1. The problem statement, all variables and given/known data
Solve using the second fundamental theorem of calculus
$$\int$$ from 0 to 2 of 2x^2 (√x^3 + 1) dx

2. Relevant equations

Using the second fundamental theorem of calculus

$$\int$$ from a to b of f(t) dt = g(b) - g(a)

3. The attempt at a solution

$$\int$$ from 0 to 2 of 2x^2 (√x^3 + 1)dx

= 2/3 multiplyed by $$\int$$ from 0 to 2 of (√x^3 + 1) (3x^2 dx)

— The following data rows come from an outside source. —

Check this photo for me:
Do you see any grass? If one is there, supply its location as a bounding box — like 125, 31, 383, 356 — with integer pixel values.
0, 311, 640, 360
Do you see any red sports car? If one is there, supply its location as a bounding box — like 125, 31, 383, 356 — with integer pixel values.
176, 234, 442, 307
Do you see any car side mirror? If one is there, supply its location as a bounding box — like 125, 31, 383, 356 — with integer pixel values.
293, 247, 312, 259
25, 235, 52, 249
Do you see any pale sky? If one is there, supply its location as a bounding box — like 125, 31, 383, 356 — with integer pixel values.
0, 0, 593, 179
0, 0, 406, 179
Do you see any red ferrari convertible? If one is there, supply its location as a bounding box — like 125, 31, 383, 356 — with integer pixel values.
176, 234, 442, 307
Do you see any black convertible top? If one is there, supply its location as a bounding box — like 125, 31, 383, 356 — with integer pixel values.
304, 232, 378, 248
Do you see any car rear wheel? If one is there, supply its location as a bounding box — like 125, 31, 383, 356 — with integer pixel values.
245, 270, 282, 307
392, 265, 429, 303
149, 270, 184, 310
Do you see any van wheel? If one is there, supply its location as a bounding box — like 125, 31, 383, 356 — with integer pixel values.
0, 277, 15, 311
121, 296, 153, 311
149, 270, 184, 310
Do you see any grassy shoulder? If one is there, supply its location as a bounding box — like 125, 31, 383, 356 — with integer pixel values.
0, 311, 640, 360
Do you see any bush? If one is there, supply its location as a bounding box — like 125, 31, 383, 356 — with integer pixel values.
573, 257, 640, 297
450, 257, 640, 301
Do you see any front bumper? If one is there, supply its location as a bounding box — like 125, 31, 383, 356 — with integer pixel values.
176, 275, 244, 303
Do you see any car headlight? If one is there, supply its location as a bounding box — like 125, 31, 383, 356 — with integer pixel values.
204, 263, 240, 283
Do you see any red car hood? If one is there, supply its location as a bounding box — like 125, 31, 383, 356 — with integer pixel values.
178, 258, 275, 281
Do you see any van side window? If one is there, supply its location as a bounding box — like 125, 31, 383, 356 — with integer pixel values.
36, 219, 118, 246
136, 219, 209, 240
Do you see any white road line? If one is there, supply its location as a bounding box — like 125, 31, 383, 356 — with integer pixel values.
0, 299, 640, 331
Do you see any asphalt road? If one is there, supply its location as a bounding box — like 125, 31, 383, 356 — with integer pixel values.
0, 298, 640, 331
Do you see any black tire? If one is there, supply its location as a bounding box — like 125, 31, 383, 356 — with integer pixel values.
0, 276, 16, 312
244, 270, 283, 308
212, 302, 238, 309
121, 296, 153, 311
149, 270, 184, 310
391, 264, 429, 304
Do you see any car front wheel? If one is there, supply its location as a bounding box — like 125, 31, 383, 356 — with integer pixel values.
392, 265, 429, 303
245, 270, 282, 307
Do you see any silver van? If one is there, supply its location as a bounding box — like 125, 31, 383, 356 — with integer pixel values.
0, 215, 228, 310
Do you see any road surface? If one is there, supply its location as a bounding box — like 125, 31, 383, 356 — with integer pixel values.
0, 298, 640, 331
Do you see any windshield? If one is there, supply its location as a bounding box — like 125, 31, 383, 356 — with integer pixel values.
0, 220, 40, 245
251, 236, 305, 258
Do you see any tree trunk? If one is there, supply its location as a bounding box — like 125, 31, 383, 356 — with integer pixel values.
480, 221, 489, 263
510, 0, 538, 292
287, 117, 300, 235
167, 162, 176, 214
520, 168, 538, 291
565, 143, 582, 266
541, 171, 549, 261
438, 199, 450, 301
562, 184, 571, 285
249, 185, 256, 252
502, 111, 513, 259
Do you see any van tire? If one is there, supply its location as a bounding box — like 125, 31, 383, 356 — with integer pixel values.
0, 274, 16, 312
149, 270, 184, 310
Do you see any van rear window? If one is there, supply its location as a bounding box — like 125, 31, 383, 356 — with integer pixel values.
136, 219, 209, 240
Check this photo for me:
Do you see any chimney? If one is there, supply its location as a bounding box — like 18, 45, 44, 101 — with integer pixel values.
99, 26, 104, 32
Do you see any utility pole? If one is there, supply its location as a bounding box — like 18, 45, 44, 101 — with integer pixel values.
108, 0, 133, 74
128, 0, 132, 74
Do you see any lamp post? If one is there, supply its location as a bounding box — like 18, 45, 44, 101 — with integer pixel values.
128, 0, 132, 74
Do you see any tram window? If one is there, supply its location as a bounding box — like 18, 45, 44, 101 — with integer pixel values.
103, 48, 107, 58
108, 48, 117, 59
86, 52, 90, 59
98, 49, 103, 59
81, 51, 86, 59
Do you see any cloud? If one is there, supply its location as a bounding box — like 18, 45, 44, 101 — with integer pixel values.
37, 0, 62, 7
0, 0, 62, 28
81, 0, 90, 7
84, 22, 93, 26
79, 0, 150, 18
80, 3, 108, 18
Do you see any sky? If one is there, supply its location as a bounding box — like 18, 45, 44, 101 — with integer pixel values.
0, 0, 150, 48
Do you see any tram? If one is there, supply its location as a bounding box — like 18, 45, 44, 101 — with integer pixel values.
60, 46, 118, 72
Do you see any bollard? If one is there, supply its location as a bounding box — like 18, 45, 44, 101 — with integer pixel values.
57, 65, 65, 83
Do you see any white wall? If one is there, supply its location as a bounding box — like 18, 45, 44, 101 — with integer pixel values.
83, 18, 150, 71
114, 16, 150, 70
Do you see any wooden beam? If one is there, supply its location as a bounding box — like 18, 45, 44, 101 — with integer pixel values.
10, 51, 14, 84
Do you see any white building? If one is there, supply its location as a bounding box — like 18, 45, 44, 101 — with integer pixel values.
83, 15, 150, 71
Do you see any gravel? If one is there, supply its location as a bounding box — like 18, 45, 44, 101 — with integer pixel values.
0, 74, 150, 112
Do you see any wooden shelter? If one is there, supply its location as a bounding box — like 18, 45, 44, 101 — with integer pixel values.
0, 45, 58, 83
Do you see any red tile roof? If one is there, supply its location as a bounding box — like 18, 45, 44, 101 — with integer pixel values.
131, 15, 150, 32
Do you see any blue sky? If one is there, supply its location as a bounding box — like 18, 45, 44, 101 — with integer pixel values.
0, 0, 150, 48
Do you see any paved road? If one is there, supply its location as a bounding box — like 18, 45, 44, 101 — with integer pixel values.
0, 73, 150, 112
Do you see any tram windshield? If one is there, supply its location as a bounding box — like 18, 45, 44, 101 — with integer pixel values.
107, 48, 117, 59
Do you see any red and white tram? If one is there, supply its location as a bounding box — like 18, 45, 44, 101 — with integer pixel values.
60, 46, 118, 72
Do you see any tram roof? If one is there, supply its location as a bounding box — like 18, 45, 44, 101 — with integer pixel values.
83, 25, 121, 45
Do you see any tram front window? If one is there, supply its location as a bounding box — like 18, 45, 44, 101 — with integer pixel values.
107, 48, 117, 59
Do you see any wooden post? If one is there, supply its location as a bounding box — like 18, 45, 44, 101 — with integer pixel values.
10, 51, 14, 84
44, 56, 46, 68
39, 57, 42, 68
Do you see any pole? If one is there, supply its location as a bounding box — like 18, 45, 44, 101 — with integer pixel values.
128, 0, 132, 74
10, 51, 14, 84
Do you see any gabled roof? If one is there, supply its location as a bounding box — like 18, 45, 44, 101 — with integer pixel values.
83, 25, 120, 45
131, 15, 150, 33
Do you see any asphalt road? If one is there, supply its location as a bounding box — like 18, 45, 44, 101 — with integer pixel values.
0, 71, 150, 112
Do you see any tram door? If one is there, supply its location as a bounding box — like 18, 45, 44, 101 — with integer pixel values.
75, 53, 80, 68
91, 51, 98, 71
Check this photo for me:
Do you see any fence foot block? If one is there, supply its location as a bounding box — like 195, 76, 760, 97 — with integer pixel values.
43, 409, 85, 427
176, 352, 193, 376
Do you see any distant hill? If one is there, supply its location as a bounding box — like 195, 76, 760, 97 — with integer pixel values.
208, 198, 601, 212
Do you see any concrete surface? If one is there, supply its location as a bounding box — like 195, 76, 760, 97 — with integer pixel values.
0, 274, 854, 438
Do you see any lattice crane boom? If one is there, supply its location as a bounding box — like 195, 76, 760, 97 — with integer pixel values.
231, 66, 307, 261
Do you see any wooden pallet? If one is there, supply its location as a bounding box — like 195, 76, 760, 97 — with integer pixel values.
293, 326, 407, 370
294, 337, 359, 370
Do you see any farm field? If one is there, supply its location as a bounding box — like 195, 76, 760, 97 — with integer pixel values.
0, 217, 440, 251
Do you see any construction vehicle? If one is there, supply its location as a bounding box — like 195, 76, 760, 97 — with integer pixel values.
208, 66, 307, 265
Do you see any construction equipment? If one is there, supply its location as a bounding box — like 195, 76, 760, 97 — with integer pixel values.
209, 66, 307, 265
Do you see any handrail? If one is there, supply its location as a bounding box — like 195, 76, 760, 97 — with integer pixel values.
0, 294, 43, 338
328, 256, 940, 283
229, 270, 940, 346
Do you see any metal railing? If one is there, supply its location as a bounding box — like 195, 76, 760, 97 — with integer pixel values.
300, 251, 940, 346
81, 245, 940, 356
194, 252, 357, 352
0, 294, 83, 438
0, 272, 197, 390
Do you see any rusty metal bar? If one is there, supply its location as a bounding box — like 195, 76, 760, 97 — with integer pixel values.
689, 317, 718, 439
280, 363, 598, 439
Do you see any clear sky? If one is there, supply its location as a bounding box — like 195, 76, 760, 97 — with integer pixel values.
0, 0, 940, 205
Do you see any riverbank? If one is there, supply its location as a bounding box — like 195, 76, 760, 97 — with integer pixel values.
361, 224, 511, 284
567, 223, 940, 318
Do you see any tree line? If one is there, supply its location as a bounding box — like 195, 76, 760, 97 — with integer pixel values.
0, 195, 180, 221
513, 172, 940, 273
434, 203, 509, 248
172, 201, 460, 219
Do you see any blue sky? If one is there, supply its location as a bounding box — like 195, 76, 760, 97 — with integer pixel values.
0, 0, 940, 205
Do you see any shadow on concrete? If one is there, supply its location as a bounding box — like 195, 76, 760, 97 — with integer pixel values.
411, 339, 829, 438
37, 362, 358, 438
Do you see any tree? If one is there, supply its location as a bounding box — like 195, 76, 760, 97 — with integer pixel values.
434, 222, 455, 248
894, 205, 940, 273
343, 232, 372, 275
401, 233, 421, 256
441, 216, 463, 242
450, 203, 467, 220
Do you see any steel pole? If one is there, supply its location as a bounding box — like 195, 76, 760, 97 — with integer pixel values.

This problem is solved in my book however I dont understand why the book added 2/3 and at the end of the equation (3x^2 dx) , in replace of 2x^2 .

Last edited: Oct 17, 2009
2. Oct 17, 2009

### VeeEight

Is this what you're asked for? $$\int$$2x²(√ x³ + 1)dx

When I'm faced with a problem like this I usually take a guess at the function, differentiate it, and see how I can change it to get the proper answer. For example, say your guess is (√ x³ + 1). Differentiate it and see what you get - it's not the right answer but see what you can change

3. Oct 18, 2009

### TheoMcCloskey

Jimmy84 -

Hint: Firstly, can you see that the two expressions for the integral are the same? Next, what is the derivative of $x^3$. How can that be used in the new form of the integral expressed by your book.

4. Dec 12, 2009

### Jimmy84

yea I can see that the two expressions for the integral are the same.

but I'm not sure at all where does the derivative of x^3 come from.

5. Dec 13, 2009

### HallsofIvy

Staff Emeritus
Actually, what's important is the derivative of x^3+ 1.

Substitute u= x^3+ 1.

6. Dec 13, 2009

### Jimmy84

So it goes like this. u = x^3+ 1.

By the way it shouldnt be u = (the square root of x³ + 1) instead ?

Then dx is replaced by 3x^2 , and because of that 2/3 should be before the integral to keep the expresion the same in this way

2/3 multiplyed by $$\int$$ from 0 to 2 of (√x^3 + 1) (3x^2 dx)